The Gaussian approach answers several of the physical objections. First and foremost, the dielectric varies smoothly from interior to exterior. Although we made no attempt to correlate this variation with empirical evidence, choosing instead to match our method to DelPhi energies, the variation of polarizability over a span of about one Angstrom is physically appealing. Secondly, we achieve much of the crevice exclusion that the molecular surface produces. Because the Gaussian functions spread out beyond the hard sphere radius of each atom, a crevice receives density contributions from all neighboring atoms, lowering its dielectric to molecular levels. Thirdly, we do not see water “pops”, those large changes in dielectric from small atomic displacements (or, worse, small changes of the protein placement on the grid) that occur in active sites. The Gaussian effectively interpolates between water absence and presence.

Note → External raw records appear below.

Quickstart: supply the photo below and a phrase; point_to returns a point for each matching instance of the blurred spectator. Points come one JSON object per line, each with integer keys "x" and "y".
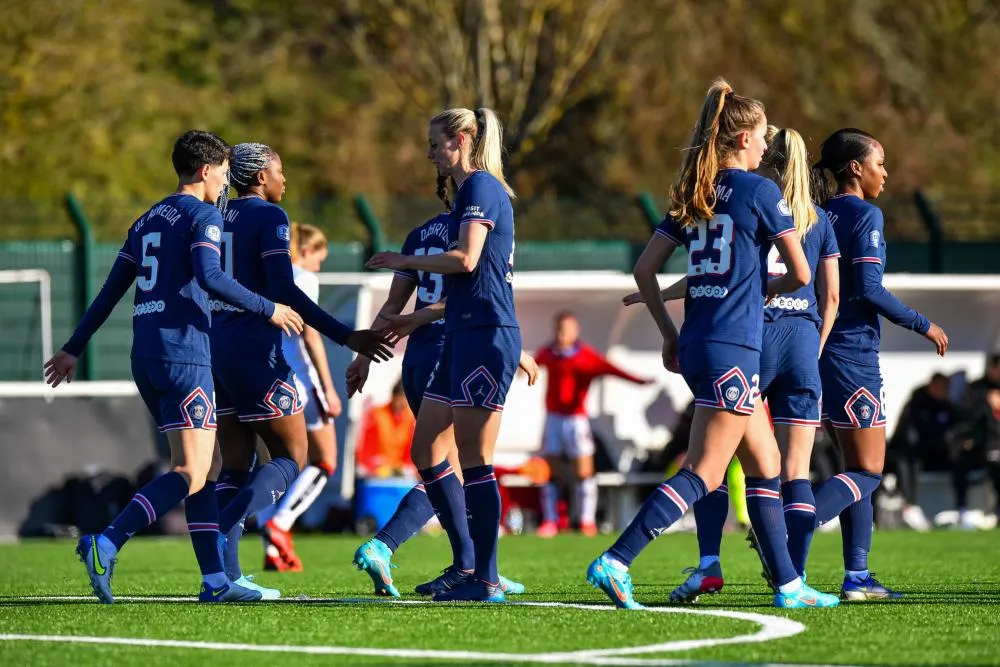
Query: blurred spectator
{"x": 976, "y": 443}
{"x": 384, "y": 447}
{"x": 572, "y": 365}
{"x": 920, "y": 441}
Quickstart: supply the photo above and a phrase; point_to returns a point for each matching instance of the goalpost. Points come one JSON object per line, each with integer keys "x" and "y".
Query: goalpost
{"x": 44, "y": 281}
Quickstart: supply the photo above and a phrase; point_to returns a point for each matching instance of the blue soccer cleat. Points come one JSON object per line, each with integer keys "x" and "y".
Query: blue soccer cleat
{"x": 698, "y": 582}
{"x": 867, "y": 589}
{"x": 99, "y": 556}
{"x": 471, "y": 590}
{"x": 373, "y": 557}
{"x": 450, "y": 577}
{"x": 765, "y": 571}
{"x": 615, "y": 582}
{"x": 231, "y": 592}
{"x": 510, "y": 587}
{"x": 246, "y": 581}
{"x": 804, "y": 598}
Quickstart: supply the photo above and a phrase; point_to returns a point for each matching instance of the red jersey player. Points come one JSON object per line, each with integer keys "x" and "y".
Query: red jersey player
{"x": 572, "y": 365}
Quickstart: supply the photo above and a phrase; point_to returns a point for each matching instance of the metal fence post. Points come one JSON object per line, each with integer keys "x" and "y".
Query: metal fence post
{"x": 85, "y": 277}
{"x": 376, "y": 238}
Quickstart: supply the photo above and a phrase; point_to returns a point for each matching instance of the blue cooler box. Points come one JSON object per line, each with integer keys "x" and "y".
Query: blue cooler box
{"x": 378, "y": 498}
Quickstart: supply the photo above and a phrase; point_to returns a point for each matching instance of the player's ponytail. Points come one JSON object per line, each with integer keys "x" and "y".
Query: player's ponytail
{"x": 487, "y": 146}
{"x": 724, "y": 114}
{"x": 836, "y": 154}
{"x": 443, "y": 181}
{"x": 245, "y": 162}
{"x": 483, "y": 129}
{"x": 787, "y": 160}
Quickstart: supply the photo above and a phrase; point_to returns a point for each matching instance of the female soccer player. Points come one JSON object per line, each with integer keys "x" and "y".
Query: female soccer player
{"x": 306, "y": 354}
{"x": 725, "y": 216}
{"x": 256, "y": 392}
{"x": 852, "y": 383}
{"x": 482, "y": 345}
{"x": 795, "y": 328}
{"x": 173, "y": 250}
{"x": 425, "y": 329}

An advantage to this approach that we did not anticipate was its correspondence to DelPhi when applied to proteins. We parameterized the dielectric variation in ZAP so that it agrees with DelPhi for small molecules (“we” meaning Christine Kitchen’s heroic work for her Ph.D. thesis). Given that the difference between the molecular surface and Gaussian model will be much larger for proteins with concavities, crevices and internal water pockets, we wondered how well the two would agree. The remarkable finding was that ZAP applied to proteins looks like DelPhi with twice the polarizability: ZAP with internal dielectric set to 2.0 looks like DelPhi set to 4.0. Why is this useful? Because there is circumstantial and theoretical evidence that 4.0 is a good dielectric to use with DelPhi for proteins, but that always left a loose thread in applying the method to protein-drug interactions - small molecules should have a dielectric of 2.0, proteins 4.0, but DelPhi only allows you to choose one internal dielectric. With ZAP it appears you get the best of both worlds. Protein and drug are set to internal dielectrics of 2.0 and because the protein is a little more “hydrated” in ZAP, it acts like the dielectric is set to 4.0. Please note that while 2.0 is the historic value for the inner dielectric, the current recommended value for the inner dielectric while using ZAP is 1.0.
On the numerical side, every advantage we had hoped for in ZAP came to pass. As mentioned in the previous section, we saw faster convergence, remarkable stability with respect to grid placement and much improved asymptotic behavior with decreasing grid spacing. We also, for the first time, had gradients that could be applied in dynamics or minimization.